Maybe you were born 200 years too late to paddle a canoe in the original Lewis and Clark Corps of Discovery but don’t despair. Pack your panniers and tighten your spokes because thanks to the Adventure Cycling Association, you can now pedale the intrepid explorers route using the newly released Lewis and Clark Bicycle Trail. The route, available in an eight-map set, charts both the westward route from Illinois, through Montana, to Oregon and a section of the eastward route through southern Montana.

Since Lewis and Clark spent more time in what is now called Montana than in any other state along the 3,254 mile trail, it makes sense that four of the eight map sections are set here. Following them you will cross mountain passes, visit national parks and monuments, overlook dozens of rivers in addition to the Missouri, and ride by bison, elk, deer, antelope and more.

Start with Section 4 as it follows the path from western North Dakota to Great Falls. It skirts a number of designated areas including the Charles M. Russell National Wildlife Refuge, the Upper Missouri National Wild & Scenic River and the Missouri River Breaks National Monument.

Section 5 takes you from Great Falls, home of the Lewis and Clark National Historic Trail Interpretive Center, to Missoula and includes a number of optional routes and spurs. Take a side trip to see the Gates of the Mountains a three-mile long river passage with 1,200-foot high cliffs. Captain Lewis described it thus: "the towering and projecting rocks in many places seem ready to tumble in on us… This extraordinary range of rocks we called the Gates of the Rocky Mountains."

Section 6 traverses the Bitterroot Mountains from Missoula to Clarkston, Washington along the Lochsa and Clearwater Rivers, with an off-road option along the famed Lolo Trail. Take a quick break at Travelers' Rest State Park when you ride by.

Section 8 retraces William Clark’s 1806 eastbound route along the Yellowstone River from Three Forks to Williston, North Dakota and includes the historically significant Pompeys Pillar (outside of Billings) where Captain Clark carved his name into to unique rock formation.

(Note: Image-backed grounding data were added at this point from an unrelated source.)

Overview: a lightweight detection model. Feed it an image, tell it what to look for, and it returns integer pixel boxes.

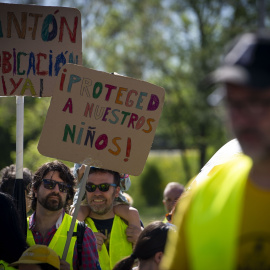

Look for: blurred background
[1,0,269,225]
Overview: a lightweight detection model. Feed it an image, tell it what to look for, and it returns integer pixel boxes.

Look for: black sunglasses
[85,182,117,192]
[42,179,71,193]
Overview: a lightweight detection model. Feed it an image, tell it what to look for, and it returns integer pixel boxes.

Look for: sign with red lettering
[0,3,82,97]
[38,64,165,175]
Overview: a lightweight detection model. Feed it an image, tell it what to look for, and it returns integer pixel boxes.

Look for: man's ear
[154,251,163,264]
[33,186,38,198]
[115,186,121,197]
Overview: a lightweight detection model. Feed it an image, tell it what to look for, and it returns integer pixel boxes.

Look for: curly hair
[0,164,32,196]
[30,161,75,212]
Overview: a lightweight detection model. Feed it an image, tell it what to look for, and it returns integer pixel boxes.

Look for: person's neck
[138,259,157,270]
[35,206,63,237]
[250,158,270,189]
[89,208,115,220]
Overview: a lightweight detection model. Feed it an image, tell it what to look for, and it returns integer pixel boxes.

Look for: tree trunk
[199,143,207,170]
[180,149,192,183]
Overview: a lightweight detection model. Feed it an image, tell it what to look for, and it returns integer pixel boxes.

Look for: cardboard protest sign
[38,64,165,175]
[0,3,82,97]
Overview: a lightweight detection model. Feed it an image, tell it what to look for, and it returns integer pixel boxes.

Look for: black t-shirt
[91,217,114,253]
[91,217,144,253]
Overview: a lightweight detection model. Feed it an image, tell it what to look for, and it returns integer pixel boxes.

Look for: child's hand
[126,224,143,245]
[60,259,70,270]
[76,205,91,221]
[94,232,107,251]
[77,164,86,182]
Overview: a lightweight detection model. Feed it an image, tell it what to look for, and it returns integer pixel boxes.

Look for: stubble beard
[89,200,113,215]
[88,191,115,216]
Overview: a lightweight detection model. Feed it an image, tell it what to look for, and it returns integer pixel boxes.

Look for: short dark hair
[0,164,32,196]
[30,161,75,212]
[89,167,120,186]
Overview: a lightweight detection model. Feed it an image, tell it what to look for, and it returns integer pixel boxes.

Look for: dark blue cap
[209,31,270,89]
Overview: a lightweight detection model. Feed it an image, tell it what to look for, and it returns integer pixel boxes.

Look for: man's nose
[52,183,60,193]
[93,186,102,194]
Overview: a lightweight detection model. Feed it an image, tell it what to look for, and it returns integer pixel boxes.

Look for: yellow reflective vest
[27,213,78,269]
[0,260,16,270]
[85,215,133,270]
[186,155,252,270]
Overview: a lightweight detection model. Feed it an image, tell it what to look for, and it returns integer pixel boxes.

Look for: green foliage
[127,150,200,225]
[73,0,262,179]
[128,150,199,208]
[1,0,269,189]
[0,97,16,168]
[140,163,163,206]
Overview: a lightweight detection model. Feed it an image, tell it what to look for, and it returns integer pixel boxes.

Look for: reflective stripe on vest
[187,155,252,270]
[85,215,133,270]
[27,213,78,269]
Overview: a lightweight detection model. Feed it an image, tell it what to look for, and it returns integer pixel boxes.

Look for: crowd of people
[1,30,270,270]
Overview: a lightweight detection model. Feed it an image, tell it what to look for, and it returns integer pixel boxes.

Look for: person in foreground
[10,245,60,270]
[27,160,100,270]
[161,31,270,269]
[0,192,28,270]
[113,221,170,270]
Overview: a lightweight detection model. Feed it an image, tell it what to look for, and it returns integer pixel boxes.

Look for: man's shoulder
[82,223,96,240]
[195,154,252,187]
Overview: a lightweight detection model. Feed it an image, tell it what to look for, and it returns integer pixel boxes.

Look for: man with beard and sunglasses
[83,167,137,270]
[161,32,270,270]
[27,160,101,270]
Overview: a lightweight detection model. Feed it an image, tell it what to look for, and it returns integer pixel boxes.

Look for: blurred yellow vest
[187,155,252,270]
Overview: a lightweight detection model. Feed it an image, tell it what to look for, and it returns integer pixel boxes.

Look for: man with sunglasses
[161,32,270,269]
[27,160,101,270]
[84,167,134,270]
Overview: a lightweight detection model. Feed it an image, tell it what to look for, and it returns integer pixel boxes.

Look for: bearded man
[27,160,100,270]
[84,167,135,270]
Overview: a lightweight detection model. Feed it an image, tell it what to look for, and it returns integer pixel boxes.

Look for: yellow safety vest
[0,261,16,270]
[187,155,252,270]
[27,213,78,269]
[85,215,133,270]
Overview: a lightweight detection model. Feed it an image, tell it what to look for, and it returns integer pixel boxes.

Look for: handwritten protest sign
[0,3,82,97]
[38,64,165,175]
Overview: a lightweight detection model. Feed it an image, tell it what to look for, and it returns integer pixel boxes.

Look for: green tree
[140,163,163,206]
[1,0,269,180]
[75,0,263,180]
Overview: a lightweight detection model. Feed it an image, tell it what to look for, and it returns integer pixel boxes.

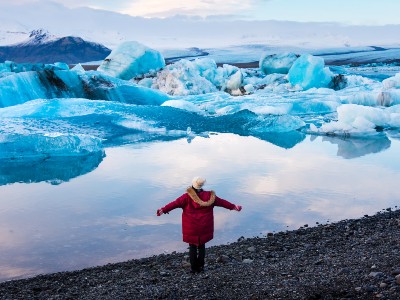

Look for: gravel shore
[1,208,400,299]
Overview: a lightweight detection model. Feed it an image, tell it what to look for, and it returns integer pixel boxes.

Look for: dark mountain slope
[0,29,111,64]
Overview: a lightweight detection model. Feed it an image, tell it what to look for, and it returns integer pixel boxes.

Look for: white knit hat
[192,176,206,189]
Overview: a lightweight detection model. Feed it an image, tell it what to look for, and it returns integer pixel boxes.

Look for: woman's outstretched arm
[214,196,242,211]
[156,194,187,216]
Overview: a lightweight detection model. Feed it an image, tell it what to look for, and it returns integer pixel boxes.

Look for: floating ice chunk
[259,52,299,75]
[150,58,251,96]
[342,90,400,107]
[288,54,334,90]
[344,75,376,88]
[0,70,169,108]
[0,61,69,74]
[243,84,254,94]
[382,73,400,89]
[193,58,218,82]
[376,90,400,106]
[152,59,218,96]
[226,70,243,92]
[214,64,240,89]
[97,41,165,80]
[0,133,104,160]
[312,104,400,136]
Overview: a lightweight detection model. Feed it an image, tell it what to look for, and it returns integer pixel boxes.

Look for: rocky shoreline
[1,208,400,300]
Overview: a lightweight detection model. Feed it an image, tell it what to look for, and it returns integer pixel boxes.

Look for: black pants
[189,244,205,272]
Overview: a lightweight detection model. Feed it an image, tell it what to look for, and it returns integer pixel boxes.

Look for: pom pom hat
[192,177,206,189]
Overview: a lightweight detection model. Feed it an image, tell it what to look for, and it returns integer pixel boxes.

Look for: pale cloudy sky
[5,0,400,25]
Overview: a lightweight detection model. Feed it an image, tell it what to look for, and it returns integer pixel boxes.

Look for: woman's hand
[156,208,164,216]
[234,205,242,211]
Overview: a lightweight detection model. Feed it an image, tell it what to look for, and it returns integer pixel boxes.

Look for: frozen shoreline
[1,207,400,299]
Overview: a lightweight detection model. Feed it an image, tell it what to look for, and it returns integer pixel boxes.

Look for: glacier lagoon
[1,134,400,282]
[1,59,400,281]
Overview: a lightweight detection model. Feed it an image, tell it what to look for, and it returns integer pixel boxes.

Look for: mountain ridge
[0,29,111,64]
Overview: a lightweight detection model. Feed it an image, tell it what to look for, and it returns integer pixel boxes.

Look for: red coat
[162,187,236,246]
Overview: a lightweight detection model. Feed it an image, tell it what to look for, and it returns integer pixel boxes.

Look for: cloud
[120,0,256,18]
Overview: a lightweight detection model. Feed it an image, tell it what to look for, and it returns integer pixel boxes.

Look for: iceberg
[152,59,218,96]
[0,131,105,185]
[382,73,400,89]
[0,69,169,108]
[311,104,400,136]
[151,58,251,96]
[0,60,69,74]
[97,41,165,80]
[226,70,243,95]
[288,54,334,90]
[0,133,104,160]
[259,52,299,75]
[343,90,400,107]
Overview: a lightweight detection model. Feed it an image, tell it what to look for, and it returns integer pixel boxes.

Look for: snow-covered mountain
[0,29,111,64]
[0,1,400,51]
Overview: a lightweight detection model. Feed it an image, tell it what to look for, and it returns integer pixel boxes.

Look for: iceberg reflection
[320,135,391,159]
[0,152,105,186]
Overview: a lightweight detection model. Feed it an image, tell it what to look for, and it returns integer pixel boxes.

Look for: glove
[235,205,242,211]
[156,208,164,216]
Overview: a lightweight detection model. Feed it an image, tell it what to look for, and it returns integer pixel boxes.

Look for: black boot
[189,244,198,273]
[197,244,205,272]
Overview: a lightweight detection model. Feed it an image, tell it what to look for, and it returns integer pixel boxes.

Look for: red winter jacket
[161,187,236,246]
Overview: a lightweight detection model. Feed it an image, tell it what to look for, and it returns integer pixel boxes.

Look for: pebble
[216,255,230,264]
[369,272,384,278]
[396,274,400,285]
[392,268,400,276]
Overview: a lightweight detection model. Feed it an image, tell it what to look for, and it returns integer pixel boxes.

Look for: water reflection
[255,131,306,149]
[0,152,105,186]
[318,134,391,159]
[0,134,399,282]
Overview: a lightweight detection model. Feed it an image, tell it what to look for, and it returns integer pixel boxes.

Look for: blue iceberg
[0,61,69,78]
[97,41,165,80]
[288,54,334,90]
[0,69,169,108]
[259,52,299,75]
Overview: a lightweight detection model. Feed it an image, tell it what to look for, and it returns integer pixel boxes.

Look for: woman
[157,177,242,273]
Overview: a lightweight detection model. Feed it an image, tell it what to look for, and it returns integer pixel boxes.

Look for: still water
[1,133,400,281]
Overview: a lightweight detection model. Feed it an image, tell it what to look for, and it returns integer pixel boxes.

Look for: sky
[4,0,400,25]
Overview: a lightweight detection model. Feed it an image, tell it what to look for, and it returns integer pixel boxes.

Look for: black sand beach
[1,207,400,299]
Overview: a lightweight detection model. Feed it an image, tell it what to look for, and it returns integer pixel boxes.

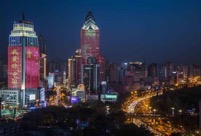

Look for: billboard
[100,94,118,102]
[71,96,79,104]
[29,94,36,100]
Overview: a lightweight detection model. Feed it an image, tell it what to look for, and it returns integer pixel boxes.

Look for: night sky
[0,0,201,64]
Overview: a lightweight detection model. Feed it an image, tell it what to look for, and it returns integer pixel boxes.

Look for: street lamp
[195,130,199,136]
[36,99,39,107]
[149,106,152,114]
[171,107,175,116]
[153,109,156,116]
[178,109,182,115]
[1,101,5,110]
[106,105,110,115]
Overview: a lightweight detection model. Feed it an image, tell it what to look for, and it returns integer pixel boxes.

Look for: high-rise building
[148,63,157,78]
[68,49,82,87]
[165,61,174,79]
[68,56,76,86]
[81,11,105,82]
[0,57,4,81]
[81,11,100,65]
[38,34,47,81]
[47,73,54,89]
[176,65,188,83]
[8,15,40,106]
[129,61,147,82]
[188,64,201,78]
[158,64,165,78]
[74,49,82,85]
[47,61,62,73]
[81,57,100,94]
[108,63,118,82]
[68,11,105,90]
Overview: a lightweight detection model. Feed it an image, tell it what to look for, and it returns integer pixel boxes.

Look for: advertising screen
[29,94,36,100]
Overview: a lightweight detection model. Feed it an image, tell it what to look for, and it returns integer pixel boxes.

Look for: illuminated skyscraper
[81,57,100,93]
[8,15,40,106]
[68,11,105,90]
[81,11,105,82]
[81,11,100,65]
[68,49,82,87]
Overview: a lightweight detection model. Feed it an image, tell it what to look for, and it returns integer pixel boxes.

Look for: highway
[123,90,183,136]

“On this route, riders can literally see, feel, and breathe the Corps of Discovery journey that took place almost 200 years ago,” said Adventure Cycling’s executive director, Bill Sawyer. “Our mission is to inspire people of all ages to travel by bicycle and explore the landscapes and history of America for fitness, fun and self-discovery. What could better fit this mission than a route following the travels of Lewis and Clark?”

We couldn’t agree more. So, saddle up and start pedaling.